L E T T E R S    T O    T H E    E D I T O R

Take precautions to avoid stampedes

The tragic death of over 60 persons, mostly women and children, in a stampede at an ashram in Uttar Pradesh reminded one of the painful memories of similar incidents at Naina Devi, Chamunda Devi temple in Jodhpur and Mandara Devi temple in Satara (editorial, “Yet another stampede”, March 6).

The editorial has rightly commented that it would seem that the concept of crowd management is alien to the government and it is innocent people who pay for this callous dereliction of duty. People gathering in large numbers where food and gifts are distributed free reflects the appalling state of poverty in our country and such incidents reinforce the need for the government to work towards eradicating poverty.

As in our country religion remains an important part of life it is but natural that religious functions draw a large number of people. However, most of the popular tourist and religious places don’t have the infrastructure to deal with the numbers of visitors.

It is the responsibility of the organisers to put in place suitable measures and deploy volunteers to ensure the smooth movement of people. In this context they can learn lessons on crowd management from the management of Harmandir Sahib, Amritsar.

Devotees too should act with patience at religious gatherings and the organisers should also ensure security. To prevent any untoward incident it should be made mandatory for any private institution organising an event of such proportions to seek permission from the local administration. There should be proper coordination between the organisers and the local police force so that suitable measures are taken to ensure the smooth movement of people.

DILBAG RAI, Chandigarh


Such tragic incidents should remind the government to be vigilant. We must prepare ourselves against such calamities. It is the poor who  suffer the most.

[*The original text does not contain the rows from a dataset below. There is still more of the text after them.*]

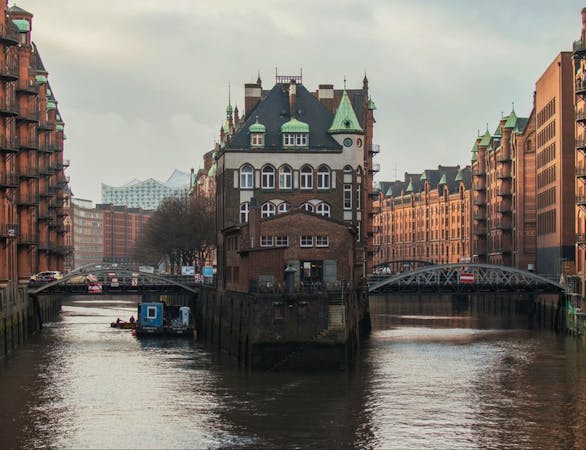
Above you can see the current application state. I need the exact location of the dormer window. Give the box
[248,116,266,148]
[281,118,309,148]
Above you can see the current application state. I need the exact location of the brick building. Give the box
[535,52,576,277]
[472,109,536,270]
[216,75,376,292]
[374,166,472,272]
[0,1,69,353]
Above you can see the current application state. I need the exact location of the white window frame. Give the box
[261,165,275,189]
[342,183,353,210]
[240,202,250,223]
[315,203,332,217]
[317,166,331,189]
[240,164,254,189]
[279,166,293,189]
[275,236,289,247]
[299,235,313,248]
[260,236,273,247]
[260,202,277,219]
[301,203,315,212]
[315,236,330,247]
[299,165,313,190]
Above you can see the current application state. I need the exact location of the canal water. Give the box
[0,297,586,449]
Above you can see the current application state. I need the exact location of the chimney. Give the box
[289,79,297,118]
[244,83,262,117]
[317,84,335,114]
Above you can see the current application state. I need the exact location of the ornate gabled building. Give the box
[0,1,71,356]
[215,75,377,292]
[472,109,536,270]
[374,166,472,272]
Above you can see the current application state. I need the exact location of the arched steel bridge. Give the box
[368,263,565,294]
[28,264,199,296]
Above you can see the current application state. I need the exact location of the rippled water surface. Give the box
[0,298,586,448]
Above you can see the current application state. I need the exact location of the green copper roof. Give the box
[281,117,309,133]
[12,19,31,33]
[478,130,490,147]
[505,109,517,128]
[328,90,363,133]
[248,117,266,133]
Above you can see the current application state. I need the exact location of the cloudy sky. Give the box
[10,0,586,202]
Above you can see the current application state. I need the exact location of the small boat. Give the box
[110,322,136,330]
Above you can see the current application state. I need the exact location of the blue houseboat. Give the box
[136,302,194,336]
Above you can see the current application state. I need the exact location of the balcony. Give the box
[369,163,380,173]
[17,192,41,206]
[492,220,513,231]
[0,21,18,45]
[0,98,18,117]
[0,136,18,153]
[0,223,18,239]
[0,172,20,188]
[18,233,39,245]
[16,80,39,95]
[18,136,39,150]
[0,62,18,81]
[18,167,40,178]
[497,203,513,214]
[497,186,513,197]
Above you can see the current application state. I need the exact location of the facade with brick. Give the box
[215,76,376,292]
[373,166,472,272]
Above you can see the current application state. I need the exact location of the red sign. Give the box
[460,272,474,283]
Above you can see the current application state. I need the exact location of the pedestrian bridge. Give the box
[368,263,565,294]
[28,265,199,296]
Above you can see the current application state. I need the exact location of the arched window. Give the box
[240,164,254,189]
[301,203,315,212]
[240,202,250,223]
[279,166,293,189]
[315,203,331,217]
[317,166,330,189]
[260,202,277,218]
[261,166,275,189]
[301,166,313,189]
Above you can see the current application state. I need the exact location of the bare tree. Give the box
[134,197,216,273]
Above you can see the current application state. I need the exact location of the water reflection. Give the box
[0,298,586,448]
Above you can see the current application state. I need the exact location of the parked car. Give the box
[30,270,63,283]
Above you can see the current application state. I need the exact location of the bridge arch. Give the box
[368,263,565,294]
[28,265,199,296]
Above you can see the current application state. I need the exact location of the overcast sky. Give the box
[10,0,586,202]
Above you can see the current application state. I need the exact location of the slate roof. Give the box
[226,84,342,152]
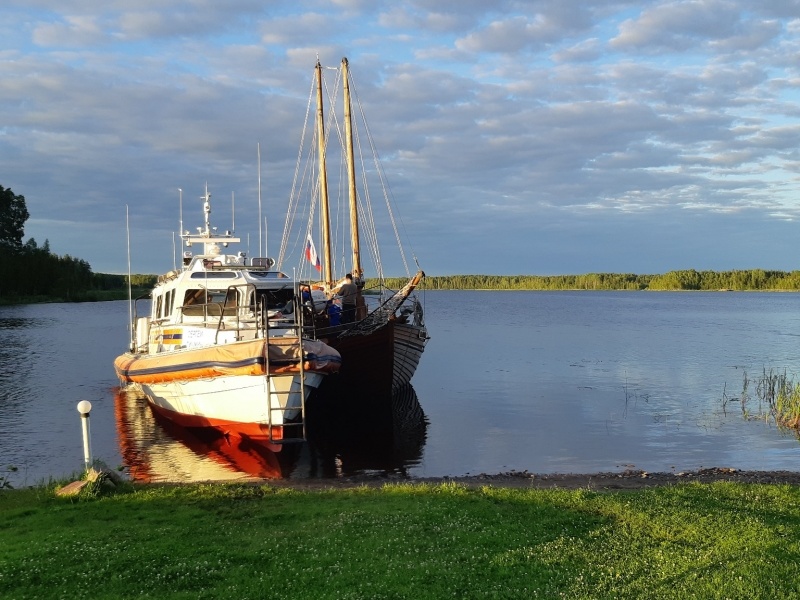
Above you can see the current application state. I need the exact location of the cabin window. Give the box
[164,290,175,317]
[192,271,237,279]
[183,289,237,317]
[256,288,294,314]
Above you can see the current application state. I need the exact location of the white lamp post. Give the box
[78,400,92,471]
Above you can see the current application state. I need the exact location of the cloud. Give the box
[0,0,800,272]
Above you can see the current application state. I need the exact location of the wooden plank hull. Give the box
[322,321,428,395]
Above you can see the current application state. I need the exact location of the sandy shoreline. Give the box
[269,467,800,491]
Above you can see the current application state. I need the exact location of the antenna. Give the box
[178,188,183,235]
[125,204,136,352]
[257,142,266,254]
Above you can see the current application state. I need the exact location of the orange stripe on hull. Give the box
[114,339,341,383]
[149,402,283,448]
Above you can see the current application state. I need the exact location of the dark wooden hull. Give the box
[322,321,428,395]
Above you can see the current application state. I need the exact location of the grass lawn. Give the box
[0,482,800,599]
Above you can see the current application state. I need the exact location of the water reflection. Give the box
[307,384,428,478]
[115,385,427,482]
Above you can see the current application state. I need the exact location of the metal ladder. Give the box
[262,284,306,445]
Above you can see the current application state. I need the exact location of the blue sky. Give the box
[0,0,800,275]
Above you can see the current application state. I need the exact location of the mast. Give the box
[342,58,364,281]
[316,60,333,286]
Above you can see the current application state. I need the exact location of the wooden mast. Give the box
[342,58,364,285]
[316,61,333,287]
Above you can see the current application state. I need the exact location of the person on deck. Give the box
[334,273,358,324]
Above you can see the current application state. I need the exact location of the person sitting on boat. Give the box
[333,273,358,324]
[327,300,342,327]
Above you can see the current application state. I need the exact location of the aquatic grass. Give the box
[0,483,800,598]
[736,368,800,435]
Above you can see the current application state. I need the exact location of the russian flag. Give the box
[306,234,322,271]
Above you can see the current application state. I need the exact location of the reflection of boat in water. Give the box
[114,189,341,442]
[115,385,427,483]
[115,389,300,483]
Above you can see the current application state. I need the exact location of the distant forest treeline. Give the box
[387,269,800,291]
[0,185,155,304]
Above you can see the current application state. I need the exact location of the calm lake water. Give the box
[0,291,800,487]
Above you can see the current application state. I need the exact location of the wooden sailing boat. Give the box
[278,58,428,394]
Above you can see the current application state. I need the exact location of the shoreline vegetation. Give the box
[6,268,800,305]
[394,269,800,291]
[0,481,800,600]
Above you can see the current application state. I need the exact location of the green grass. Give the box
[0,483,800,599]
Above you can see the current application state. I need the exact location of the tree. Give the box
[0,185,30,253]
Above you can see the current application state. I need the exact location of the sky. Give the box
[0,0,800,275]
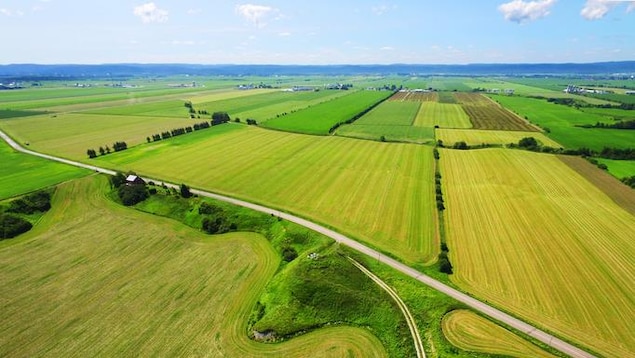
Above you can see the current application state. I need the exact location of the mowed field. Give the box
[440,149,635,357]
[94,124,438,263]
[0,139,90,200]
[414,102,472,128]
[441,310,555,358]
[454,92,538,132]
[335,98,434,143]
[492,96,635,151]
[435,128,562,148]
[0,113,202,159]
[0,176,386,357]
[264,90,392,135]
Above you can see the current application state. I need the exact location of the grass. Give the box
[455,92,537,132]
[414,102,472,128]
[0,140,90,200]
[492,96,635,151]
[0,113,227,159]
[95,124,438,263]
[442,310,554,358]
[440,149,635,356]
[436,129,562,148]
[0,176,386,357]
[597,158,635,179]
[264,90,391,135]
[336,100,434,143]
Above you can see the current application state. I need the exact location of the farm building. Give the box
[126,174,146,185]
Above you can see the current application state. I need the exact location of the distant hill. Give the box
[0,61,635,79]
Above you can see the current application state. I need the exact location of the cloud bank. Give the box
[498,0,556,24]
[132,2,168,24]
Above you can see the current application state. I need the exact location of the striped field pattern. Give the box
[95,124,438,263]
[441,310,554,358]
[440,149,635,357]
[435,128,562,148]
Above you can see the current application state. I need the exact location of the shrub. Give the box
[0,213,33,240]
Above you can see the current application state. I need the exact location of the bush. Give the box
[117,184,148,206]
[0,213,33,240]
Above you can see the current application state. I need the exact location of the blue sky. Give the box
[0,0,635,64]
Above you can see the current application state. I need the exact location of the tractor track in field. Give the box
[0,130,595,358]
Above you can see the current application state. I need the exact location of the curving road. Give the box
[0,130,595,358]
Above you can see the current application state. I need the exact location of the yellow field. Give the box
[413,102,472,128]
[441,310,554,358]
[95,124,439,263]
[435,128,562,148]
[0,176,386,357]
[440,149,635,357]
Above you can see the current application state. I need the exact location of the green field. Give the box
[436,128,562,148]
[441,310,555,358]
[440,149,635,357]
[264,90,392,135]
[414,102,472,128]
[597,158,635,179]
[492,96,635,150]
[0,140,90,200]
[94,124,438,263]
[0,176,386,357]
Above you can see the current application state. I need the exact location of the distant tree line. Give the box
[86,141,128,158]
[146,112,231,143]
[329,90,397,133]
[576,120,635,129]
[0,191,51,240]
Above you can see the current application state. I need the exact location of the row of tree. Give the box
[86,141,128,158]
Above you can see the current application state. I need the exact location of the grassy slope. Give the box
[441,149,635,356]
[597,158,635,179]
[492,96,635,150]
[442,310,554,358]
[0,177,385,357]
[436,129,562,148]
[414,102,472,128]
[0,140,90,200]
[95,124,438,262]
[265,90,391,134]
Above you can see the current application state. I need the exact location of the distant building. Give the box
[126,175,146,185]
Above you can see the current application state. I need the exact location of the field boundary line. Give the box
[0,130,595,358]
[346,256,426,358]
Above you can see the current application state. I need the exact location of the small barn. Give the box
[126,174,146,185]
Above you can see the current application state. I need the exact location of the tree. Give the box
[518,137,538,150]
[180,184,192,198]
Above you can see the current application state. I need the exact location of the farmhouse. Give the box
[126,174,146,185]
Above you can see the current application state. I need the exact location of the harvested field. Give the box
[441,310,554,358]
[558,155,635,215]
[436,128,562,148]
[440,149,635,357]
[388,91,438,102]
[454,92,539,132]
[0,176,386,357]
[96,124,438,263]
[413,102,472,128]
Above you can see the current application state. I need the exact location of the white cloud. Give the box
[236,4,277,27]
[580,0,635,20]
[370,5,395,16]
[0,8,24,17]
[498,0,556,24]
[132,2,168,24]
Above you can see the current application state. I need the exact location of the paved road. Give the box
[0,131,595,358]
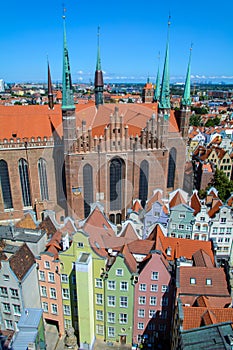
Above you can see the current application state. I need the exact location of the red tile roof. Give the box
[169,190,186,208]
[156,230,214,264]
[178,266,229,296]
[9,243,35,281]
[183,307,233,330]
[118,223,138,242]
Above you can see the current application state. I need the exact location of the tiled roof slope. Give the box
[156,230,214,264]
[183,306,233,330]
[83,206,115,236]
[9,243,35,281]
[0,102,179,140]
[15,213,36,230]
[193,249,213,267]
[178,266,229,296]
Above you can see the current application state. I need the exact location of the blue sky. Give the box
[0,0,233,83]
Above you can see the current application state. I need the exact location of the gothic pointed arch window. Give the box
[83,164,93,218]
[167,147,177,188]
[110,158,124,210]
[139,160,149,207]
[18,158,32,207]
[0,159,13,209]
[38,158,49,200]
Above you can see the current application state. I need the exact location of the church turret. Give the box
[95,27,104,108]
[158,16,171,148]
[48,62,54,109]
[179,47,192,139]
[62,16,76,155]
[142,77,154,103]
[154,53,160,102]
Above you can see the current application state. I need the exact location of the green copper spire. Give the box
[181,45,192,106]
[159,16,171,108]
[96,27,101,70]
[154,55,160,102]
[62,15,75,109]
[95,27,104,108]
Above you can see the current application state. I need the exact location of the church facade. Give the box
[0,20,191,224]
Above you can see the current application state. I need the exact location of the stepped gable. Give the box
[156,230,214,265]
[169,189,187,208]
[132,199,142,213]
[202,310,218,326]
[121,244,138,273]
[146,189,163,212]
[193,249,213,267]
[82,206,115,236]
[38,216,57,237]
[208,199,223,218]
[46,231,62,251]
[118,223,138,242]
[9,243,35,281]
[190,190,201,215]
[227,193,233,207]
[15,213,37,230]
[59,219,76,234]
[179,266,229,297]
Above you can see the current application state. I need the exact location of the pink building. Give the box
[37,232,65,335]
[133,251,174,348]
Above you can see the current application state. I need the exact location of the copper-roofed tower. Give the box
[179,46,192,140]
[95,27,104,108]
[154,55,160,102]
[158,16,171,148]
[48,62,54,109]
[62,12,76,155]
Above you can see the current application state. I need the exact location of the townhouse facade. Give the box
[0,244,40,331]
[168,204,194,239]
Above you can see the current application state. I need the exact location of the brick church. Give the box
[0,19,191,224]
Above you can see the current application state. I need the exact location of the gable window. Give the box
[108,281,116,290]
[95,278,103,288]
[95,293,103,305]
[108,295,116,306]
[120,281,128,290]
[119,313,128,324]
[96,310,104,321]
[120,297,128,307]
[116,269,123,276]
[61,274,68,283]
[151,271,159,281]
[50,288,57,299]
[138,309,145,318]
[139,283,146,292]
[48,272,55,283]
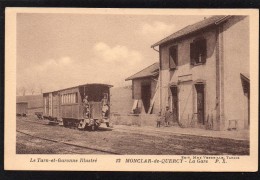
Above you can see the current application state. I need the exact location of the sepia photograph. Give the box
[5,9,258,172]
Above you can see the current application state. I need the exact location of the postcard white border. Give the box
[4,7,259,172]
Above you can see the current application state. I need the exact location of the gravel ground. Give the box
[16,117,249,155]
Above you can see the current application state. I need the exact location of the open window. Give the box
[190,39,207,65]
[169,45,178,69]
[195,82,205,125]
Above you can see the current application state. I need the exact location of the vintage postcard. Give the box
[4,8,259,172]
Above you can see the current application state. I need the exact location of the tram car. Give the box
[43,84,112,130]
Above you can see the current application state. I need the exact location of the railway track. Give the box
[16,130,120,155]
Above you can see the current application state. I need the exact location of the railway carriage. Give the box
[43,84,112,130]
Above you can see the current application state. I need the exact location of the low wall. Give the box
[111,114,158,126]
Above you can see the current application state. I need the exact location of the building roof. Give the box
[151,16,230,48]
[43,83,113,94]
[125,62,159,81]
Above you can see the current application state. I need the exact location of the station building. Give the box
[151,16,250,130]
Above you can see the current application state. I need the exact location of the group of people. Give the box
[83,94,109,118]
[156,106,172,128]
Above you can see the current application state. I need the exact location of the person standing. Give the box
[164,106,172,127]
[156,111,162,128]
[83,95,90,118]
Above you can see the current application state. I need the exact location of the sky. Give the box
[16,13,209,95]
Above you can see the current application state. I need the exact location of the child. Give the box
[164,106,172,127]
[156,111,162,128]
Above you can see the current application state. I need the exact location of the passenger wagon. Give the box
[43,84,112,130]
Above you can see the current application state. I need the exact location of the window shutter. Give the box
[175,46,179,66]
[169,46,177,69]
[201,39,207,64]
[169,54,176,69]
[190,43,195,65]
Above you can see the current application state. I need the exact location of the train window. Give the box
[75,93,78,103]
[61,93,78,104]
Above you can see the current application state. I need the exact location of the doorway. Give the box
[195,84,205,125]
[141,84,151,113]
[170,86,179,122]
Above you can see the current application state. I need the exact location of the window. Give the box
[169,46,178,69]
[61,93,78,104]
[190,39,207,65]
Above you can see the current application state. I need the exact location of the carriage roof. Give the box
[43,83,113,94]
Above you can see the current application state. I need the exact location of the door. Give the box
[195,84,205,124]
[141,84,151,113]
[171,86,179,122]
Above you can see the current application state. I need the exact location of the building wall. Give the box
[132,77,159,113]
[160,29,219,129]
[223,16,249,129]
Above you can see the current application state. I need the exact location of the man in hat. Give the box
[164,106,172,127]
[83,95,90,117]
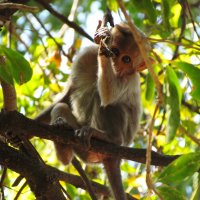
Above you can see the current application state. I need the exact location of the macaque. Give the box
[51,23,148,200]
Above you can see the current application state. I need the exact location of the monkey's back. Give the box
[71,45,98,125]
[71,45,140,145]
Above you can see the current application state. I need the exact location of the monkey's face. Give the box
[111,47,144,78]
[111,23,146,77]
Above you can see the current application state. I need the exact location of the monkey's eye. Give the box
[111,48,119,56]
[122,56,131,63]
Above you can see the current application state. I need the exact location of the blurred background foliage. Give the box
[0,0,200,200]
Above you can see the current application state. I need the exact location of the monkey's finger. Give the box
[96,20,102,31]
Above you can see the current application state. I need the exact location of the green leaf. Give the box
[156,185,186,200]
[175,62,200,100]
[162,0,170,31]
[166,67,182,142]
[0,46,32,85]
[145,73,155,101]
[158,152,200,184]
[132,0,157,23]
[0,55,14,85]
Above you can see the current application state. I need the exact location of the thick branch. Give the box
[0,111,178,166]
[0,141,65,200]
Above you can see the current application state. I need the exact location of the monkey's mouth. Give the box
[136,61,147,72]
[135,57,155,72]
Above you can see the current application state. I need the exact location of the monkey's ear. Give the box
[136,57,155,72]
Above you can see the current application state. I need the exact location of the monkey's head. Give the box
[111,23,149,77]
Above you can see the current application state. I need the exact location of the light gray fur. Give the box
[71,45,141,145]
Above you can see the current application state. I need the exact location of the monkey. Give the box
[51,22,149,200]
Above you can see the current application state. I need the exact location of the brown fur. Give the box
[52,24,149,200]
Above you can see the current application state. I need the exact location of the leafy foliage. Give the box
[0,0,200,200]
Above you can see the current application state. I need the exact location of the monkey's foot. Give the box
[75,126,93,150]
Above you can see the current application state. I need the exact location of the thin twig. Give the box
[146,103,163,200]
[179,126,200,146]
[147,38,200,51]
[0,3,39,12]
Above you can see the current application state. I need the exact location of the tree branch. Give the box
[0,111,179,166]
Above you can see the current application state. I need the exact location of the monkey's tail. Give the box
[103,158,126,200]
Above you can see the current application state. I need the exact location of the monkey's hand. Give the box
[51,117,71,128]
[94,24,112,45]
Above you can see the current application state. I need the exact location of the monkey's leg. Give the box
[51,103,79,165]
[103,158,126,200]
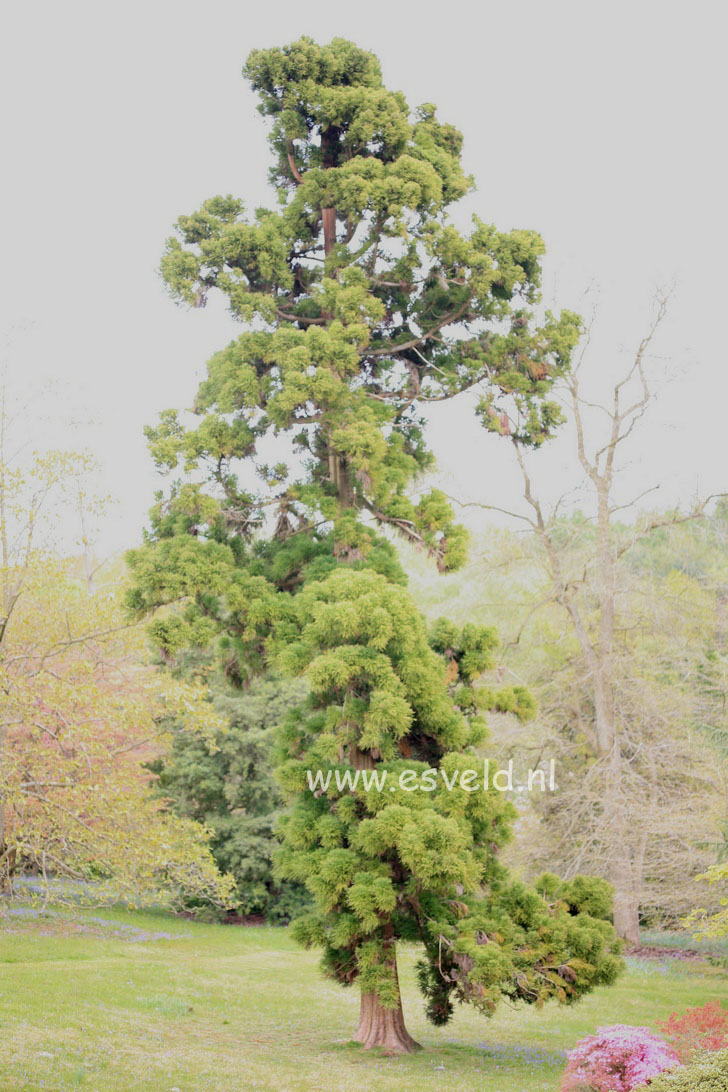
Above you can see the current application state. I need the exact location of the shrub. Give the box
[639,1051,728,1092]
[561,1024,680,1092]
[658,1001,728,1061]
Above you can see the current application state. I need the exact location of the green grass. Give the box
[0,912,728,1092]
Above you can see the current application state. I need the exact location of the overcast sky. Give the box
[0,0,728,549]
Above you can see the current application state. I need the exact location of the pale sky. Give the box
[0,0,728,550]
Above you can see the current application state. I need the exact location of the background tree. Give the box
[147,672,309,924]
[129,38,619,1051]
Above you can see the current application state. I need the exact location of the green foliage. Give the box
[148,680,307,923]
[271,570,621,1023]
[635,1051,728,1092]
[129,29,620,1023]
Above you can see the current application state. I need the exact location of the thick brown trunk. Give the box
[354,908,421,1054]
[354,994,421,1054]
[614,885,642,948]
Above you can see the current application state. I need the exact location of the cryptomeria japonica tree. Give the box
[130,38,619,1052]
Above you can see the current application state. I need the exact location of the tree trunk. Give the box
[612,877,642,948]
[354,957,422,1054]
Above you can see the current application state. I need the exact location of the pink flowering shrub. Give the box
[561,1024,680,1092]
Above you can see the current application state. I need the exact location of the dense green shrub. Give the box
[635,1051,728,1092]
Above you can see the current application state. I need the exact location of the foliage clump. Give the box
[129,29,620,1051]
[561,1024,692,1092]
[147,679,307,924]
[639,1051,728,1092]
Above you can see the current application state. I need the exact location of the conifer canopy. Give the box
[129,38,620,1051]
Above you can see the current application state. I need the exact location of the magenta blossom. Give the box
[561,1024,680,1092]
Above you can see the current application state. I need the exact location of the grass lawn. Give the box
[0,911,728,1092]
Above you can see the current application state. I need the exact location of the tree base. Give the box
[354,994,422,1055]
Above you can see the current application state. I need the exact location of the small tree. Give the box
[129,38,619,1052]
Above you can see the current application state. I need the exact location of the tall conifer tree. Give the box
[130,38,619,1052]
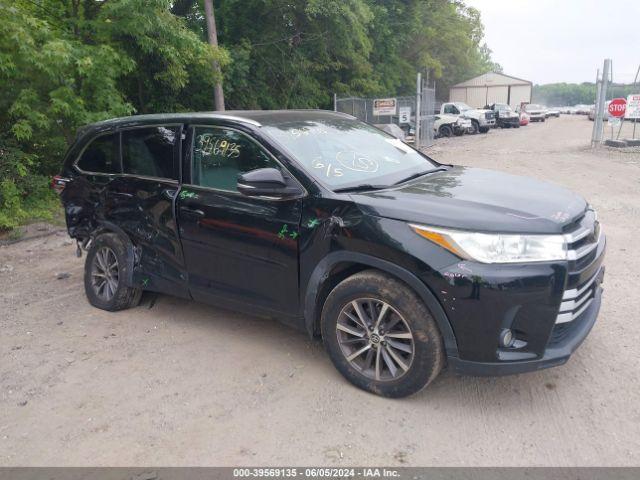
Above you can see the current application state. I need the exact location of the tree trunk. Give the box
[204,0,224,111]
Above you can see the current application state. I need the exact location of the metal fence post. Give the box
[591,58,611,145]
[415,72,422,149]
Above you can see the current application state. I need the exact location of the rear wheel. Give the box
[84,233,142,311]
[322,270,444,397]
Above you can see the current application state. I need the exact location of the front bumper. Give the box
[448,280,604,376]
[498,117,520,126]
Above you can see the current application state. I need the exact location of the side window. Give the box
[192,127,279,192]
[78,133,120,173]
[122,127,178,180]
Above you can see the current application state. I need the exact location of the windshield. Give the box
[454,102,473,112]
[262,118,436,189]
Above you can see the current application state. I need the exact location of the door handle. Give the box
[180,207,204,218]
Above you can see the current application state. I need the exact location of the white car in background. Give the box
[518,103,547,122]
[587,100,611,122]
[545,107,560,118]
[433,113,473,138]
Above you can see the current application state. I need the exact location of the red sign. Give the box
[609,98,627,117]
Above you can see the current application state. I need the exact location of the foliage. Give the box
[0,0,499,228]
[532,82,640,106]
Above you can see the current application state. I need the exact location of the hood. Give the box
[352,167,587,234]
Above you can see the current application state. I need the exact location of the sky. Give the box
[465,0,640,83]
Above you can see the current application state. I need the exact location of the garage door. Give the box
[509,85,531,108]
[486,87,509,105]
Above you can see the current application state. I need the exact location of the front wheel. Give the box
[84,233,142,311]
[321,270,445,398]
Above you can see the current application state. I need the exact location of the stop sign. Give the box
[609,98,627,117]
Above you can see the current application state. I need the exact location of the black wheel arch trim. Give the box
[304,251,458,357]
[91,221,136,287]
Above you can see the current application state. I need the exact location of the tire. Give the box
[438,125,453,138]
[84,233,142,312]
[321,270,445,398]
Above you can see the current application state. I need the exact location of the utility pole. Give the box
[204,0,224,112]
[591,58,611,146]
[413,72,422,148]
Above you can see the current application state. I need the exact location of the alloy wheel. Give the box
[336,298,415,382]
[91,247,120,302]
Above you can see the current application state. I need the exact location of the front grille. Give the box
[556,267,602,324]
[556,209,604,324]
[564,209,600,262]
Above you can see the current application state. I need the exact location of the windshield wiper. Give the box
[393,165,447,185]
[333,183,389,193]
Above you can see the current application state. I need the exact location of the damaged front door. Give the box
[177,126,302,315]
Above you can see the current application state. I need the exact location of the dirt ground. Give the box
[0,116,640,466]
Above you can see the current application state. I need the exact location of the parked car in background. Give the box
[545,107,560,118]
[485,103,520,128]
[587,100,611,122]
[433,114,471,137]
[574,104,594,115]
[55,110,606,398]
[374,123,406,142]
[521,103,547,122]
[440,102,496,134]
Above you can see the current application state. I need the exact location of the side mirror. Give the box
[238,168,302,198]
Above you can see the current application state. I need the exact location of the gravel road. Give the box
[0,116,640,466]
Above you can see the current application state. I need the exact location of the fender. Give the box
[304,251,458,357]
[91,221,137,287]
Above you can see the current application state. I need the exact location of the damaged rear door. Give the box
[177,125,302,316]
[109,125,189,297]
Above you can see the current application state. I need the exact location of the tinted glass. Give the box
[78,133,120,173]
[193,127,279,192]
[262,118,435,188]
[122,127,178,180]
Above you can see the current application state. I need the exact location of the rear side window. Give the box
[78,133,120,173]
[192,127,280,192]
[122,127,178,180]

The tragedy that took place could have been avoided had the ashram administration  taken precautions.

When they organised a “bhandara” in a poverty-ridden area, they should have known that thousands will come to attend the function and could have informed the administration about it. Poverty is the bane of society and the government must eradicate it.

KAILASH GARG, Chandigarh

Defence needs

Inder Malhotra’s article, “Defence needs modernisation” and Col PK Vasudeva (retd)’s article “Budget denies defence its due” (March 5) have clearly brought out the inadequacies in our armament and battle equipment. The Air Force is short of fighter aircrafts and the Army lacks the much- needed artillery punch. The Army HQ had projected to the Ministry of Defence way back that the basic or field artillery gun should be 155mm. A few regiments do have 155 mm Bofors, yet there is an overall deficiency.

Brig JOGINDAR SINGH(retd), via e-mail

Women power

On Women’s International Day, let us accept the fact that women all over the world have made tremendous progress and have their own identity. They are breadwinners too. Still the mindset of our society has not changed with changing time and circumstances.

Many treat woman as weaker sex and find her an as easy target. People must realise the potential of women and change their mindset and treat the fair sex as an equal.



Women play a major role in building the future of the country. God has made woman because he cannot be present everywhere. Women are second to none and have been held in high esteem since ancient times. Yet even today abominable practices like female foeticide persist.


Clean railways

The rail budget says nothing about the cleanliness of railway stations which stink and look ugly littered with discarded plastic bottles, empty cartons, stained floors and pigeon droppings. The public address systems often are not clear.

There would have been no harm if a slight increase in fares and freight charges could result in better sanitary conditions in railway stations and junctions. Sanitary conditions even in major railway stations are deplorable. The announcements should also be electronically displayed.

KIRAN SHARMA, Sundernagar

Special students

The Punjab and Haryana High Court’s directive to allow the scribe to do calculations for dyslexic children is laudable. It will enable such children to do better.

It is sad that schools need the directions of the court or the board to give concessions to children with special needs. We should motivate such students so that they become productive members of society.


Water resources

Punjab has entrusted the task of preparing a master plan covering water resources (both surface and sub-surface) for entire Punjab, valid for next 25 years. Experts from Israel’s Tahal consulting engineering company will handle the task.

The master plan will give advice or suggestions for the efficient management of water resources through the existing irrigation system, which is more than 150 years old, built during British rule.

It will not be an easy task. First problem is to find out what ails a particular canal reach. The master plan will cover salinity affected areas of Punjab also. How much time its preparation will take and how much it will cost should be made known. Let us hope the aged and ailing Punjab irrigation system is renovated with vision from Israel.